The league began its premiere season on October 8, 2009, playing games on Wednesday, Thursday, and Friday evenings, with the first regular season game held on October 8 and the championship game on Thanksgiving weekend. Both the inaugural game and the championship will be held in Las Vegas.
Like previous football leagues, the UFL has instituted several mostly minor rules changes that will differ from the NFL's rules. Though the league has indicated it would mostly adhere to standard rules, there are a few differences, as follows:
No Tuck Rule - The Tuck rule is one of the most controversial rules in the NFL. In the NFL, if a passer brings his arm forward in a passing motion and then loses possession of the ball as he is attempting to tuck it back toward his body, it's considered a forward pass (and thus an incomplete pass if the ball hits the ground). In the UFL, it would be called a fumble either way.

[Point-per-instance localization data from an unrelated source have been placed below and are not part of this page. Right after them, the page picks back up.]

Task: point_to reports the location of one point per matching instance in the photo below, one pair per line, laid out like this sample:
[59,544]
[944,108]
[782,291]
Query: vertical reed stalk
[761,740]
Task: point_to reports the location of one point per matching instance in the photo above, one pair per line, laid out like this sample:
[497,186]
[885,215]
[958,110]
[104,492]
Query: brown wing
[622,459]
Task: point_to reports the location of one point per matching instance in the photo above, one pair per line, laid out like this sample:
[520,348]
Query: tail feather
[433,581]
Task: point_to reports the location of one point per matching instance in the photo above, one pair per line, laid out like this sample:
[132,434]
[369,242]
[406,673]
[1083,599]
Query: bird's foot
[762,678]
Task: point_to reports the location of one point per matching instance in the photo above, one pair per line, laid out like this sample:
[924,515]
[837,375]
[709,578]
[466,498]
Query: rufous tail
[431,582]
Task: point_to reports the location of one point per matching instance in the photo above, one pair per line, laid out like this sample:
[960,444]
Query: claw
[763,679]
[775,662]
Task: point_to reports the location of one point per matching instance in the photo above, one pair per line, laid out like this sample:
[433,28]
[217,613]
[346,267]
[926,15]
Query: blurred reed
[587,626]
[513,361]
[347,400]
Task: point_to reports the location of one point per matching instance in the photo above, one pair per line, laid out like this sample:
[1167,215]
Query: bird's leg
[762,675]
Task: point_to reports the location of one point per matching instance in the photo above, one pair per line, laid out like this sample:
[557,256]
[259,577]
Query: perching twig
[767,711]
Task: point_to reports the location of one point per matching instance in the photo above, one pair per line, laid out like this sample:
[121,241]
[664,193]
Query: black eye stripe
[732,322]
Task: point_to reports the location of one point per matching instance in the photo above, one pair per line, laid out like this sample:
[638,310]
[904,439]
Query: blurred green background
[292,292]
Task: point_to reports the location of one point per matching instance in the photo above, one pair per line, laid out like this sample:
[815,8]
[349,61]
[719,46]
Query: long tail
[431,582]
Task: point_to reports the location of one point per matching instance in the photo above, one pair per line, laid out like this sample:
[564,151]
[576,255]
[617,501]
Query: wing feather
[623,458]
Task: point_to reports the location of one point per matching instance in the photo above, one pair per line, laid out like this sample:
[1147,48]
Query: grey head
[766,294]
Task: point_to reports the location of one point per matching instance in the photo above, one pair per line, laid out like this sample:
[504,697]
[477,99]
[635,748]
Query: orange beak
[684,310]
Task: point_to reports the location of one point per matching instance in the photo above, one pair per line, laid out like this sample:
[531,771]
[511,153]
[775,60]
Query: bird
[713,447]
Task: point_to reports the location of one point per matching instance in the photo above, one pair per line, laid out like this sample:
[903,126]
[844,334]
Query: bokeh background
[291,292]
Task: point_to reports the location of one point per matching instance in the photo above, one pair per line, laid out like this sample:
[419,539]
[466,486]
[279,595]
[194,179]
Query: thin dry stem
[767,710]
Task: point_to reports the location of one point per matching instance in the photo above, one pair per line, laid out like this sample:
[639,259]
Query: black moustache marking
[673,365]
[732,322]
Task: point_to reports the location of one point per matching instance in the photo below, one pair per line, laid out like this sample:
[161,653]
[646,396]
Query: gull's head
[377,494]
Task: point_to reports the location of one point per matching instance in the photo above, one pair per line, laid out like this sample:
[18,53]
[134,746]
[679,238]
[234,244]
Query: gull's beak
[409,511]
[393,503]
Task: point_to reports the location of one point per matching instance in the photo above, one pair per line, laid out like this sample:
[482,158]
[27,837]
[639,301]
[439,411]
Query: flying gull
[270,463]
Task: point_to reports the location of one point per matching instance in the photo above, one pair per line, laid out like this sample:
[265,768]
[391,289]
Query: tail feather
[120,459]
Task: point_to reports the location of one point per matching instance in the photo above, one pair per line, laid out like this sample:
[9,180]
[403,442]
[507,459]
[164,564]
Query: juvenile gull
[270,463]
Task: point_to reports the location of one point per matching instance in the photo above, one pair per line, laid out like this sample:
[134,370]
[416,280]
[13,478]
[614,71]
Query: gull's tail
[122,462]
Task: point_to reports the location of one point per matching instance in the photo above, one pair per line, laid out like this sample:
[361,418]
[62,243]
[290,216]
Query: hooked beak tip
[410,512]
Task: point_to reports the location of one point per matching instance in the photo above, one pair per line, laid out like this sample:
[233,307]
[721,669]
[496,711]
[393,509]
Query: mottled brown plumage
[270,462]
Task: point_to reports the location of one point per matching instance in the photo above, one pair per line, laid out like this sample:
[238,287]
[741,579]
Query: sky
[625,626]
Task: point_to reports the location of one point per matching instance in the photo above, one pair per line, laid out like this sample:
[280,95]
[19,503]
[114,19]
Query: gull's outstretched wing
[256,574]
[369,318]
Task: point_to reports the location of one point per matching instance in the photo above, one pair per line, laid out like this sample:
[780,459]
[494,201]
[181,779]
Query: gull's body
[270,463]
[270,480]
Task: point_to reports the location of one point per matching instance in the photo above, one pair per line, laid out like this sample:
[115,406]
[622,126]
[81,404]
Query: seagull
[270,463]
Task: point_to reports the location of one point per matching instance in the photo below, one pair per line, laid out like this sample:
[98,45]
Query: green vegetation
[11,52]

Touchdown celebrations - Celebrations, individual or group, will only take place in the endzones and on the bench area.
Fumbling out of the endzones - If the ball is fumbled out of the endzone, it will be placed back at the spot of the fumble, pending which team last had possession.
Intentional grounding - A quarterback is allowed to intentionally ground the ball anywhere behind the line of scrimmage if he is under pressure.
Instant replay - All reviews will be viewed upstairs by the replay official and he will only have 90 seconds for review.
Overtime - Both teams will be guaranteed at least one possession. When a team scores, the other team will get a last chance to score on the next drive. Similar to the College football rule.
Officials - instead of the traditional black-and-white uniforms, UFL referees wear a red polo shirt with black pants.
Play Clock - While the NFL has a 40 second play clock, the UFL has a 25 second play clock, which results in more plays and maintains a fast pace quality of play.